我结婚8年。我婚前怀孕,他先开口要我拿掉孩子。我不答应,过后有听朋友劝说,拿掉比较好,毕竟我们也才交往不到一年,怕我以后会后悔那么早生小孩。我想和他好好讨论的,可是他先对我发闷气了。他把一切赖在我这,然后拒绝和我沟通,也联络不上他。当时我很无助,只能回到南马。我每天都在给他发讯息,求他。最后是我家婆给我打电话,说会来我家给我们提亲,叫我不要冲动拿掉孩子。读到这里,大家可能都把我骂了一遍吧。是,我傻,我自己拿来的。我最后我还是和他在一起了。我爸妈人其实没有很在意聘金多少。我妈妈还和我说我夫家多给了比之前谈好的聘金数额,但不敢退还多的,就是怕会让我夫家觉得丢面子。我不是什么富人家的女儿,我妈妈也摆过路边摊。基于我是家中长女,我爸几乎开了80多桌的宴席。但花费其实没有像KL那么高。也没和我夫家要办婚宴的钱。我丈夫却说的我父母看不起他,我父母要面子,因为我夫家只是简单在家门口宴客。我对我们的婚礼没有什么要求,求的只是注册进门,给我一个名份,给孩子一个家,求的是他一个在乎,也没要求蜜月旅行。
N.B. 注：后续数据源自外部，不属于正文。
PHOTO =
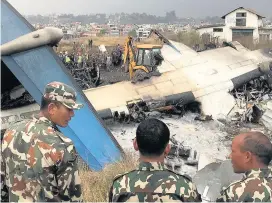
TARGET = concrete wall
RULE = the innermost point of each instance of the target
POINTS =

他觉得给不到我“体面”,从来都是他自己在意而已。我父母也没有看不起他,只是我丈夫不喜欢陪我回娘家,一直嫌没钱回去,认为回去一定要请我爸妈吃一顿豪的,他才能保住他的面子,但我家人从来都不会这样想他。我们一年还是会回去一次,待上3-7天。但至今还不允许跨州,所以我已经快两年没回去了。我真的不懂他何来的误解,一直认为我父母鄙视他,我和我丈夫吵架的几率是很少很少,因为当遇到问题,他只会静静的逃避。

我承认我在教育孩子上,脾气的确不好,但孩子更愿意要我陪他们,因为他们更害怕他们的爸爸。他们爸爸不会骂他们,但会用凶狠的眼睛神情瞪他们,脾气上来更是拿鸡毛扫直接打他们。
我女儿很依赖我,我确定她学会的东西,但她就很喜欢告诉我她不会,就每一题都要我告诉她做法和答案。我不凶她,她不会怕我,她就不可能自己做完。小儿子,就快满三岁,还不会说整句话,单词也只会几个。这孩子一出生,几乎都是我在照顾,现在就算我打他手掌,屁股,他也不会去找他爸爸。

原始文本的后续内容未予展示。